Data lineage maps the flows of data through the organization, making those root causes and impact analysis viable, providing full visibility over organizations data flows, and making it possible to identify and fix data problems, making possible to correct the processes and implement effective corrective and preventive measures.

Not without challenges

Data lineage can only be fully effective and reliable if it’s fully automated – This is the truly challenging requirement.

Manual data lineage is a scenario that can’t even be considered, besides being an intensive, time and resource consuming process, it is also highly susceptible to errors – Sometimes adding to the problems instead of solving them.

If we look closely at the characteristics of a common data ecosystem, we can see they are tendentially siloed, using multiple types of data sources, with data flows supported by multiple technologies and coded with very distinct methodologies and quality levels (All items to take under consideration when selecting a data lineage tool).

It’s easy to conclude that data lineage, taken in a holist approach, can easily turn in an expensive initiative, that is time and resource consuming and can span through long time frames.

Finally, we are talking of the kind of initiative where the added value is hard to determine, making it hard, even with a strong sponsorship, to keep the necessary traction to complete all the necessary changes.

Focused approach

As in other kinds of initiatives with similar characteristics, the approach should be focused and the less disruptive possible to allow data lineage to gain some traction withing the organization.
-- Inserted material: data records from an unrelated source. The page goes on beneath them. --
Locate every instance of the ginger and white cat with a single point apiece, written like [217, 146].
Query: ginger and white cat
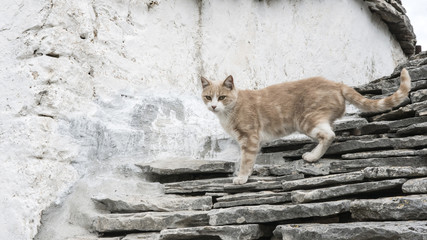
[308, 106]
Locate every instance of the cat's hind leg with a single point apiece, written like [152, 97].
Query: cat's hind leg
[324, 134]
[249, 147]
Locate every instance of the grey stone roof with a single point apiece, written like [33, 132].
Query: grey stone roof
[394, 15]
Developing a sequence of targeted initiatives, instead of a single large initiative, has the benign effect of increasing the awareness of the importance and impact of data quality across the organization, increasing the overall internal engagement.

Start with business areas than can clearly identify and measure the business impact of bad data on their processes. In every organization the opportunities to identify these cases are abundant. Across all the business areas there are pain points related with the quality of data and identifying them is not a challenge.

Once a critical pain point is identified, you’ll have the business stakeholder that can passionately and effectively articulate the impacts of poor data quality in their processes and that will be eager to defend the project.

Having the business stakeholder working by your side will accelerate the process of quickly move from the findings to specific actions.

Making the option for smaller, focused initiatives that are more focused and efficient creates and increases the awareness across the enterprise and ends acting as the motor from within the organization that will allow data lineage to propagate across all the data processes.